Nearly all of the Caribbean waters exit through the deep (2,000 m) Yucatan Channel that connects to the Gulf of Mexico. The usual path is northward to form the Loop Current (LC), a semipermanent, anticyclonic flow that can penetrate several hundred kilometers into the east-central Gulf. The LC then exits the Gulf, enters the Straits of Florida as the Florida Current between the Florida Keys and Cuba, and eventually evolves into the Gulf Stream to the north. With the Straits of Florida sill at about 800 m, much of the Gulf of Mexico water between this depth and its 4,000-m bottom depths remains trapped in the Gulf. In the northern Gulf, freshwater sources, including the Mobile River and especially the Mississippi and Atchafalaya Rivers, create a semipermanent salinity front evident 70 to 150 km offshore (
Morey et al., 2003). These rivers provide nutrients from the continent that result in the large annual hypoxic or dead zone in shelf waters off Texas and Louisiana (
Rabalais et al., 2001), as well as sporadic hypoxic events in the Mississippi Bight (
Brunner et al., 2006).
Gulf dynamics
The LC, its meanders, the large anticyclones it sheds, plus the smaller frontal cyclones constitute the major dynamical features of the Gulf (
Vukovich, 2005). Though the northern Gulf freshwater inflow has profound influence on the circulation of the shelf waters, it is of secondary importance in the overall Gulf circulation. In contrast, the LC, when extended to its northernmost state, can play a critical role in entraining freshwater plumes into the central Gulf. The LC circulation and thermo-haline structure responds to the large-scale, seasonal atmospheric circulation and synoptic-scale weather systems, especially summertime easterly waves and tropical cyclones and wintertime cold fronts and extratropical cyclones. These events have much greater impact on the circulation and mixing of the shelf waters of the northern Gulf than elsewhere.

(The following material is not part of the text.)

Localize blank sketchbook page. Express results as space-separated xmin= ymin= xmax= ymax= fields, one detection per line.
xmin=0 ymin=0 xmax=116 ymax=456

The warm-core LC can reach surface speeds in excess of 2 m·s−1 and extend to depths greater than 500 m. The LC structure varies as it extends into the Gulf with small cyclonic eddies developing several times per year along the cyclonic side of the inflow where the LC impinges the western continental slope of the Yucatan Channel.
These cyclonic eddies translate around the cyclonic edge of the LC and may play a role in cutting it off, diverting the Yucatan inflow directly eastward into the Straits of Florida and releasing a large anticyclonic eddy into the Gulf (Schmitz Jr. et al., 2005). The eddy separation process is sporadic and broadband (once per six months to two years) and may involve a number of reconnections before the fully separated anticyclonic eddy finally migrates westward at 10 km·d
−1. Several of these older eddies may co-exist in the Western Gulf where they eventually dissipate. During the 2010 DwH event in particular, the presence and evolution of “Eddy Franklin” played a major role in the transport (and trapping) of oil in the northeastern Gulf region (
Liu et al., 2011).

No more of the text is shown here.